In a defeat for internet publishers and others who wanted to make old creative works available online without paying high royalties, the Supreme Court on Jan. 15 upheld lengthier copyrights protecting the profits of songs, books, and even cartoon characters.

Hundreds of thousands of books, movies, and songs were close to being released into the public domain when Congress extended the copyright by 20 years in 1998.

In a 7-2 decision, justices said the copyright extension, named for the late Rep. Sonny Bono, R-Calif., was neither unconstitutional overreaching by Congress, nor a violation of constitutional free-speech rights. A contrary ruling would have cost entertainment giants like The Walt Disney Co. and AOL Time Warner Inc. hundreds of millions of dollars.

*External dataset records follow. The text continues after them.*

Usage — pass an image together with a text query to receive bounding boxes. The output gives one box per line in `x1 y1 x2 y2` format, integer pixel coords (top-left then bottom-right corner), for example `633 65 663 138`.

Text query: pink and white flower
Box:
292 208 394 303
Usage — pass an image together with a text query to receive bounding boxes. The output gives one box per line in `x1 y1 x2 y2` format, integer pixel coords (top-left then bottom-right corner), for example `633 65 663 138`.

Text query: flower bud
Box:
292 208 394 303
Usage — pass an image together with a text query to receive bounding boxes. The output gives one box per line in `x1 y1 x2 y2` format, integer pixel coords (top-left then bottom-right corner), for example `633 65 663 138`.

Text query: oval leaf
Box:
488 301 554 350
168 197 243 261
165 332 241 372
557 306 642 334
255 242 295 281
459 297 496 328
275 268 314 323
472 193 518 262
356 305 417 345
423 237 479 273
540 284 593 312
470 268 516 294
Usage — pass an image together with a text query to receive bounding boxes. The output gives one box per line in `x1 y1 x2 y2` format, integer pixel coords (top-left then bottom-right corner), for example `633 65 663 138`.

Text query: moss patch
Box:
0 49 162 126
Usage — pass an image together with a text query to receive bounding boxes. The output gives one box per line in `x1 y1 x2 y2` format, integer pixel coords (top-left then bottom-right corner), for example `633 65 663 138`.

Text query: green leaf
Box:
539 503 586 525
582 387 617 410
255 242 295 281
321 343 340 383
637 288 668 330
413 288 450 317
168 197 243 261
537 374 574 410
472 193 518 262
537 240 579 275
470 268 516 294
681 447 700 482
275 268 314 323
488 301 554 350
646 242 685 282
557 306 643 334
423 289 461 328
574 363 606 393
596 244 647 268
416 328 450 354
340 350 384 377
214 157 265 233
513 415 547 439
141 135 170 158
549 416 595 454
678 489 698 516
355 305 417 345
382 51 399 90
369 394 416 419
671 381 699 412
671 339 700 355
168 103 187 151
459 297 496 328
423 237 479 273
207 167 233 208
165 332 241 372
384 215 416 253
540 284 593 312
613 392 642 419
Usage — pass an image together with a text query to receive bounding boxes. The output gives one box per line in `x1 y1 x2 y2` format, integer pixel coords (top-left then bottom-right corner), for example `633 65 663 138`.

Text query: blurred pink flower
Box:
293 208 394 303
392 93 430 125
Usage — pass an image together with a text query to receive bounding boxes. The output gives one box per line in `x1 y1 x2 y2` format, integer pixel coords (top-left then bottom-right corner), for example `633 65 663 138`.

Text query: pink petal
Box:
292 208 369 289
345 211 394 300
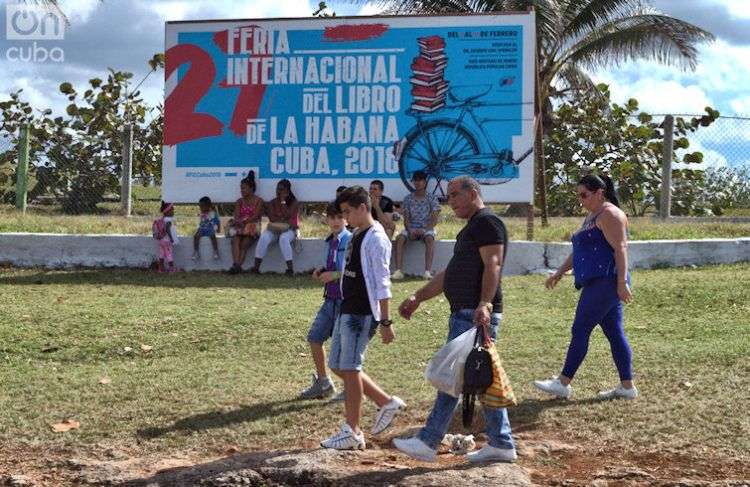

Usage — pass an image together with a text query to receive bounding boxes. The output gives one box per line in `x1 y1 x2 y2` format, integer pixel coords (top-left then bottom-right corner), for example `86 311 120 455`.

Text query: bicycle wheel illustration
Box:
398 120 479 198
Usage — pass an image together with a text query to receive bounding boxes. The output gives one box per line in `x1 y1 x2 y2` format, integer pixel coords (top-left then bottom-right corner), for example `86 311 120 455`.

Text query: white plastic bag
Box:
424 327 477 398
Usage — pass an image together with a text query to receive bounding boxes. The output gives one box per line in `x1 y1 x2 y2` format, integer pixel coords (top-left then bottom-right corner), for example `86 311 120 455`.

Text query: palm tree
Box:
21 0 70 24
354 0 714 226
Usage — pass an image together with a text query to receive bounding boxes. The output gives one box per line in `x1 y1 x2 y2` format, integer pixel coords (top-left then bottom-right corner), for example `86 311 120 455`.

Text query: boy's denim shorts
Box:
328 314 378 370
307 298 341 343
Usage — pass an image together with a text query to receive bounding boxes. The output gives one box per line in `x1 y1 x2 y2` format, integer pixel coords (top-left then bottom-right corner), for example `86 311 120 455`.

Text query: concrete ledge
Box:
0 233 750 275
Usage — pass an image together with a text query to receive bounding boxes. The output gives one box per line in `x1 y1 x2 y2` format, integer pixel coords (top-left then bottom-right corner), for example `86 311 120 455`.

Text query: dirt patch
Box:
0 430 750 487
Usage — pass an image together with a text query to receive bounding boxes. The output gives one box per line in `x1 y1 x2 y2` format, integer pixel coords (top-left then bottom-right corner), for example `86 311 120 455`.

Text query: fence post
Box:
16 125 29 213
526 203 534 241
120 124 133 216
659 115 674 219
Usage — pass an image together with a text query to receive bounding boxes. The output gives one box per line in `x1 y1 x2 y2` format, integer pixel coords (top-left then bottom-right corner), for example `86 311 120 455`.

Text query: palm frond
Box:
556 13 714 69
552 63 601 96
561 0 644 38
21 0 70 25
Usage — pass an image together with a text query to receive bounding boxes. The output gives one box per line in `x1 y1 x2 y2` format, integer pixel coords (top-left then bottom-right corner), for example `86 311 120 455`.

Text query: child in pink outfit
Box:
153 201 179 272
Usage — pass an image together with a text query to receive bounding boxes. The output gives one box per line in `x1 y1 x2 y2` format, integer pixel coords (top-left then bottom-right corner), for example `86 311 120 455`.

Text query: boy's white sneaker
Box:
393 436 437 462
534 377 573 399
372 396 406 435
320 423 365 450
466 444 518 463
599 384 638 399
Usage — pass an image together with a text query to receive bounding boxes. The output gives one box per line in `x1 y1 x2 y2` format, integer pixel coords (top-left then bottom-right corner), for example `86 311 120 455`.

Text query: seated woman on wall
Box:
227 171 263 274
250 179 299 276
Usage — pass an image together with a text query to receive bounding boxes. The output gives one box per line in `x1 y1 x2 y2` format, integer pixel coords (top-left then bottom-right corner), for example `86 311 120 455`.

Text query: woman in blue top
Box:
534 175 638 399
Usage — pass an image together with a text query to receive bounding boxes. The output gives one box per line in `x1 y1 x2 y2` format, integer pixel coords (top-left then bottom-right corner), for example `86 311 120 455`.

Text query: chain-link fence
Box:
0 114 750 234
688 116 750 167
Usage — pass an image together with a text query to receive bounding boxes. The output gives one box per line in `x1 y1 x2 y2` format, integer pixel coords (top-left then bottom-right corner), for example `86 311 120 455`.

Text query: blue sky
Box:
0 0 750 165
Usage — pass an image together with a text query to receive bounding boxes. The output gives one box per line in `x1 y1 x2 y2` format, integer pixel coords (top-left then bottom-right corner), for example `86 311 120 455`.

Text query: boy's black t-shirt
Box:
443 208 508 313
341 228 372 315
370 196 394 220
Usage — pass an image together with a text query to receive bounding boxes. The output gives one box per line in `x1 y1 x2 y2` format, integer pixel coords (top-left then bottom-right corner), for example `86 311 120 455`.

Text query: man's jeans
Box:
417 309 515 450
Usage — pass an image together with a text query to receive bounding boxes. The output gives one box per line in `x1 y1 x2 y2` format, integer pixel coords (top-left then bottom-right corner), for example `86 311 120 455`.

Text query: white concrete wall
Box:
0 233 750 275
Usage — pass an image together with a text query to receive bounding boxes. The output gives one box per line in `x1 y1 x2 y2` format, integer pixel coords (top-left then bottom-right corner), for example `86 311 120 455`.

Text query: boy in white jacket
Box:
320 186 406 450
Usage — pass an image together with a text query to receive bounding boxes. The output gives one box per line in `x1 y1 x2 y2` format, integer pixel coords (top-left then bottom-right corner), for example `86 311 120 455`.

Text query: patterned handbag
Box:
479 343 518 408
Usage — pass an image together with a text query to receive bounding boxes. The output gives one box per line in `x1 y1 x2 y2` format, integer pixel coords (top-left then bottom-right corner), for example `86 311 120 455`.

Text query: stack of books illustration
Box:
410 36 448 113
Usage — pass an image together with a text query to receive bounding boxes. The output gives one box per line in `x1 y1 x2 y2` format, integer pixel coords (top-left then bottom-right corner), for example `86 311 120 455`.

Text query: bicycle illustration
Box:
394 85 533 198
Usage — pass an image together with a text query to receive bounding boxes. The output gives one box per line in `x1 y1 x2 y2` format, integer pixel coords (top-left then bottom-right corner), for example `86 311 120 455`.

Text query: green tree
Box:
355 0 714 219
0 54 164 213
545 84 719 216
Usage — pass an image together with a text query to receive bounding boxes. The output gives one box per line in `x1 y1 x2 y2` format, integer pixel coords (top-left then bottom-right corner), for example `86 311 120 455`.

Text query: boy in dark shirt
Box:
320 186 406 450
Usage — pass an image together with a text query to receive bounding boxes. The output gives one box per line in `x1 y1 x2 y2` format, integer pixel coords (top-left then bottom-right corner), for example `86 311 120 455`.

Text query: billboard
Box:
162 12 535 202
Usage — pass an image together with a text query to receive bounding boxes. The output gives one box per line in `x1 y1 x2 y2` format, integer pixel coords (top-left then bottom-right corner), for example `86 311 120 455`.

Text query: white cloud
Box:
60 0 102 24
357 3 383 15
141 0 317 20
147 1 199 20
592 39 750 115
714 0 750 19
729 95 750 117
594 73 712 113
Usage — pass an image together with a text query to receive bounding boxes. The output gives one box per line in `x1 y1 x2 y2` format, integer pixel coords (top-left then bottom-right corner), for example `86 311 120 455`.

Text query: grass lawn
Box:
0 201 750 242
0 264 750 478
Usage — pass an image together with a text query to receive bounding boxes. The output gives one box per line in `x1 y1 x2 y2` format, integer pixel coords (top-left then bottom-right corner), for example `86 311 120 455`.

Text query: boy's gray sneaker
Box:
299 374 336 399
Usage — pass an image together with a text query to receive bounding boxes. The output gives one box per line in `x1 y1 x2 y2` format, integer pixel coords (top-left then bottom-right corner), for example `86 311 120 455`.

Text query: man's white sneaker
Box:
320 423 365 450
534 377 573 399
393 436 437 462
599 384 638 399
372 396 406 435
466 444 517 463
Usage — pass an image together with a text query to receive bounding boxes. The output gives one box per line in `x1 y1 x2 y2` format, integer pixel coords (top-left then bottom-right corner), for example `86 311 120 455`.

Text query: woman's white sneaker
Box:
393 436 437 462
599 384 638 399
534 377 573 399
466 444 518 463
320 423 365 450
372 396 406 435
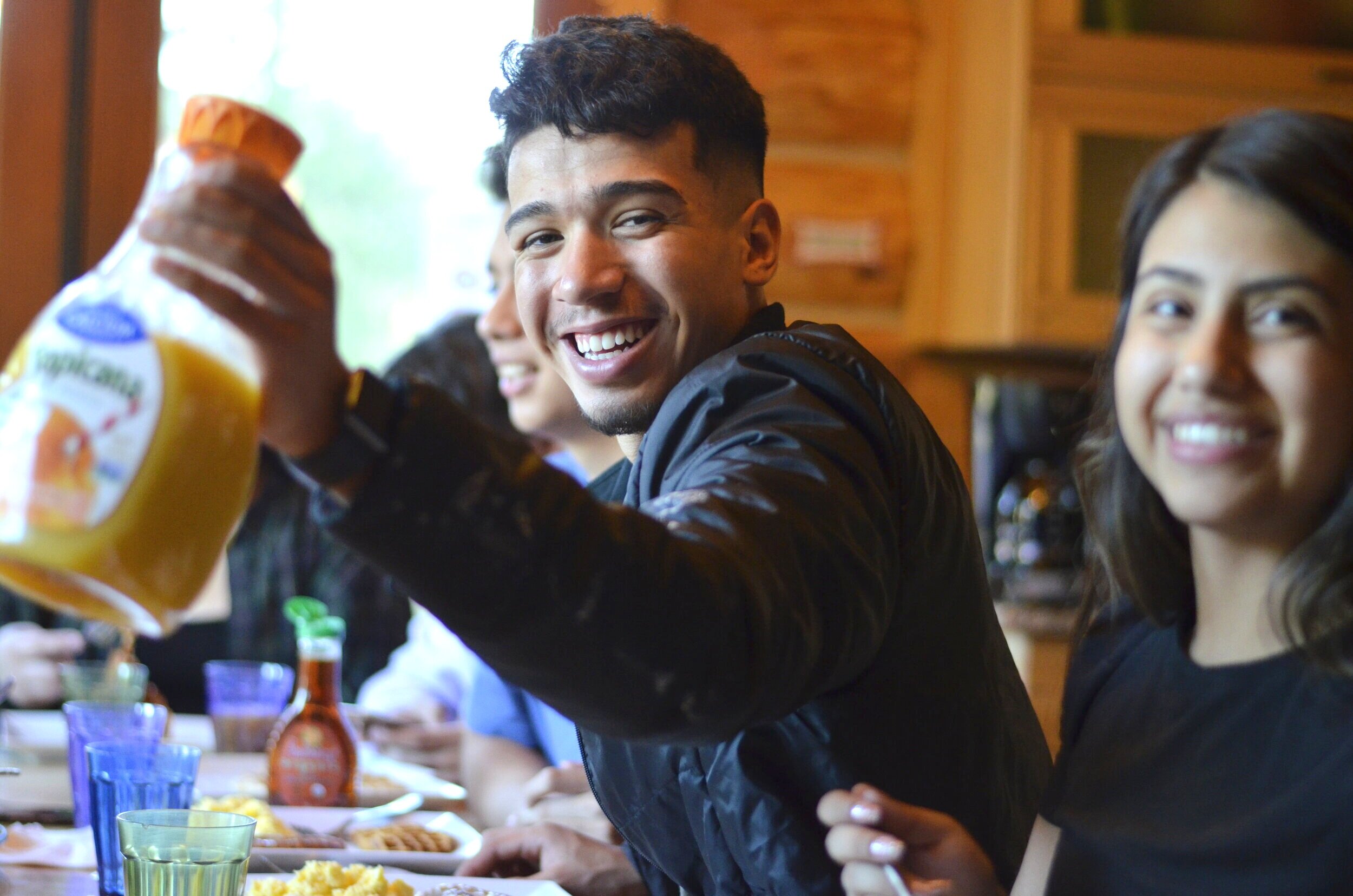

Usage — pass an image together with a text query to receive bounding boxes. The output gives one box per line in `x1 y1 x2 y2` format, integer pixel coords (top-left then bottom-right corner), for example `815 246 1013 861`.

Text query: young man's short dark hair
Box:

The ruling will affect movie studios and heirs of authors and composers. It also will affect small music publishers, orchestras, and even school bands and drama clubs that must pay royalties to perform some pieces.

The Bush administration defended the extension, telling the court that while justices may personally disagree with the latest extension, Congress had the authority to pass it.

Congress—which passed the copyright law after heavy lobbying from companies with lucrative copyrights—has repeatedly lengthened the terms of copyrights over the years. Copyrights lasted only 14 years in 1790. With the challenged 1998 extension, the period is now 70 years after the death of the creator. Works owned by corporations are now protected for 95 years.

Eric Eldred challenged the copyright extension, which he said unfairly limits what he can make available on a public web library he runs. “I was disappointed in the decision,” he said from his home in Derry, N.H. “It seems like it’s giving an open license to Congress to keep those works locked up perpetually.”

Eldred had started his web site in 1995 when his daughters were reading Nathaniel Hawthorne’s The Scarlett Letter in school. He decided to post the book on the internet with hyperlinks to allow students and other visitors to learn the definitions of unfamiliar words as they read.

In a dissenting opinion, Justice Stephen Breyer sharply disagreed with his colleagues.

“The serious public harm and the virtually nonexistent public benefit could not be more clear,” he wrote, adding that the limit on the use of information “threatens to interfere with efforts to preserve our nation’s historical and cultural heritage” and to educate children.